31 . The method of any one of claims 25 - 30 , wherein said viral protein is a gp3 protein.
32 . The method of any one of claims 25 - 31 , wherein said bi-functional vector is a pCH103 vector.
33 . The method of any one of claims 1 - 32 , wherein said expressing step and said determining step are performed in liquid media.
34 . The method of any one of claims 1 - 33 , wherein said cell lacks a selectable marker prior to said expressing step, and said expressing step further comprises expressing said selectable marker in said cell.
35 . The method of claim 34 , wherein said selectable marker is URA3.

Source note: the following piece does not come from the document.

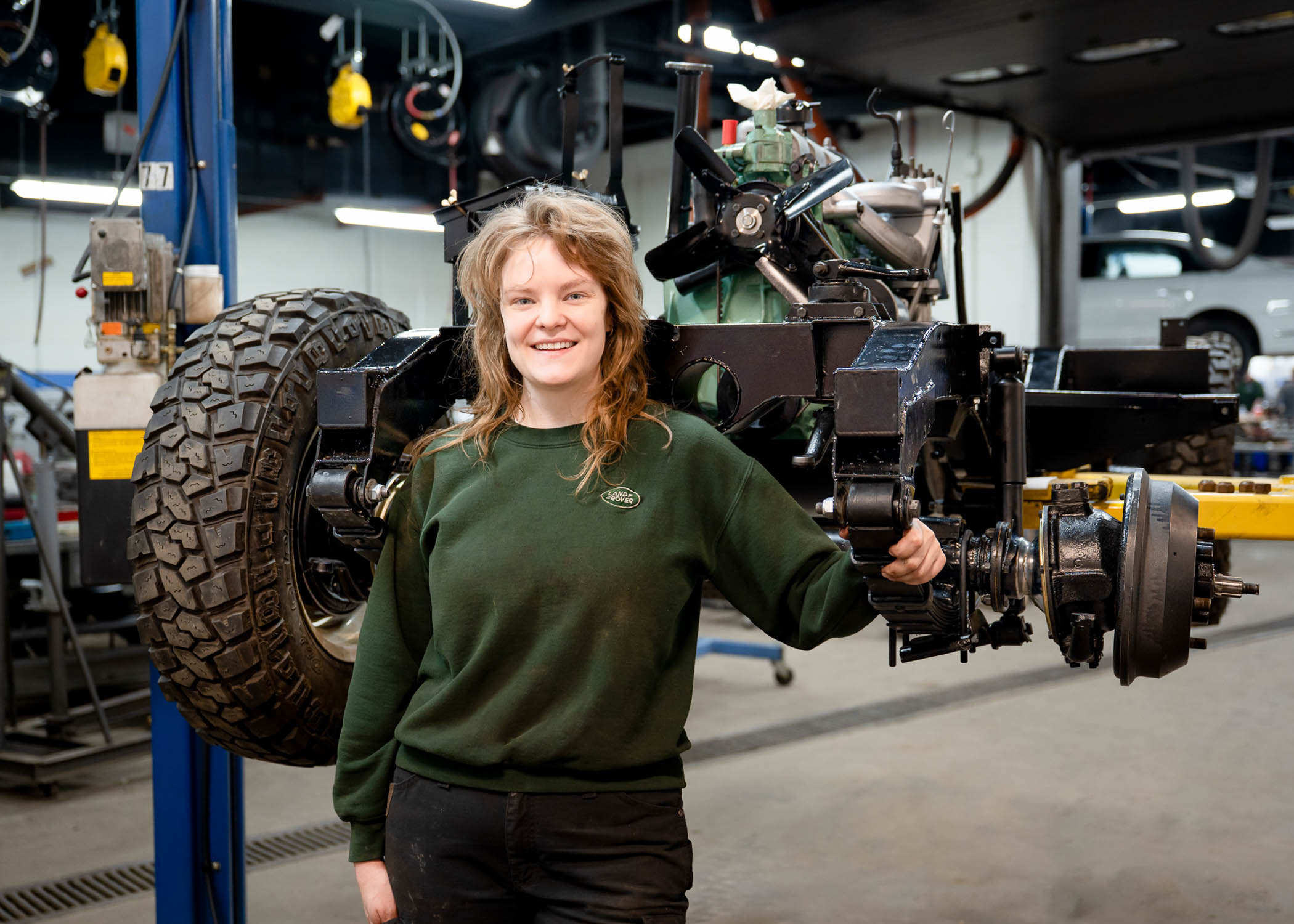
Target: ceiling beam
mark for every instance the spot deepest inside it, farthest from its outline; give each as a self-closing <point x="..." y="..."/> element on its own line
<point x="535" y="23"/>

36 . The method of any one of claims 1 - 35 , wherein said nucleic acids encoding said binding moieties in said plurality of viruses are generated by:
(i) providing a template DNA molecule comprising a binding moiety sequence, (ii) providing a pair of oligonucleotides, wherein said oligonucleotides hybridize to opposite strands of said binding moiety sequence, wherein one of said oligonucleotides is protected, the other oligonucleotide is non-protected, and said oligonucleotides flank said binding moiety sequence; (iii) performing an amplification reaction on said template DNA molecule using said oligonucleotides, thereby generating a population of dsDNA variants of said binding moiety sequence; (iv) incubating said population of dsDNA variants with an enzyme capable of selectively degrading the non-protected strand over the protected strand of said dsDNA variants, thereby producing a population of ssDNA variants of said binding moiety sequence; (v) hybridizing said population of ssDNA variants to ssDNA intermediaries, wherein said ssDNA intermediaries comprise a sequence substantially identical to said binding moiety sequence or a fragment thereof, generating heteroduplex DNA; and (vi) transforming said heteroduplex DNA into host cells, thereby generating a plurality of variants of said binding moiety sequence.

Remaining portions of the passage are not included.